I have been consistently writing about the decline of education and the issues with curricula in Pakistan. There is a crisis in terms of access to and the quality of schooling we provide. Even if we were to increase our enrolment rate to 100 per cent, there is a question: what sort of students are we producing? The textbooks have errors, we use outdated methods and start brainwashing children at an early stage of their mental development. But this is not an isolated issue. You rightly point out the structural and institutional architecture in which such an education system (or lack thereof) works is to the advantage of the elites. While we are not going to see a structural transformation very soon unless there is a revolution of sorts, institutional reform can be spearheaded by the provincial and federal governments. The governance of public service delivery mechanisms has almost broken down and the provincial bureaucracies manned by generalist mandarins are averse to change.

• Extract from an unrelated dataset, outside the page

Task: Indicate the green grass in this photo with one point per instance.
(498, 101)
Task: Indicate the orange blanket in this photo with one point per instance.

At the very least we need functional local governments with powers to raise revenues so that there can be some accountability of those entrusted with delivering health and education. Secondly, we need to revamp our justice sector institutions, especially the police. The political parties will have to look beyond their short-term interests and find long-term solutions to the growing disconnect between state and citizen.
This book is the story of a country, but in some ways it is a personal diary as well. And for those who know you, the story is interrupted by a separation. You were forced to leave Pakistan after an assassination attempt. What has this separation been for you?
Our identities and the notion of ‘home’ are central to our lives. I had, in fact, returned from abroad (after giving up an international career) to engage in Pakistan’s public sphere and I was doing my humble bit. More than me living away, the truncation of that process has been a little traumatic. At the same time, advancements in technology enable you to stay in touch and also contribute and engage in other ways. For now, I have adopted that mode of ‘being’ at home and let’s hope one day I am back in Pakistan.
You dedicated this book to Sabeen Mahmud. People like you and her have been central to the story of Pakistan’s democracy, in terms of the sacrifices made by ordinary civilians for its preservation. How did you feel when she was killed?
I dedicated the book to Sabeen as beyond being a friend and a comrade she was a symbol of a larger quest in Pakistan: for openness, pluralism, engagement and dialogue. Her work was built around these themes and her death highlights how difficult it is to put yourself out there. Her murder was a déjà vu moment for me. And the unfortunate death of my colleague who was driving me. Some would say I am lucky to have escaped the bullets. In Sabeen’s case the driver — the only witness — was also gunned down later. Despite these jolts, I am not pessimistic as many, many people want to keep Sabeen’s legacy alive and are contributing in their own ways to make Pakistan a freer and more tolerant society. That’s the real strength of our country.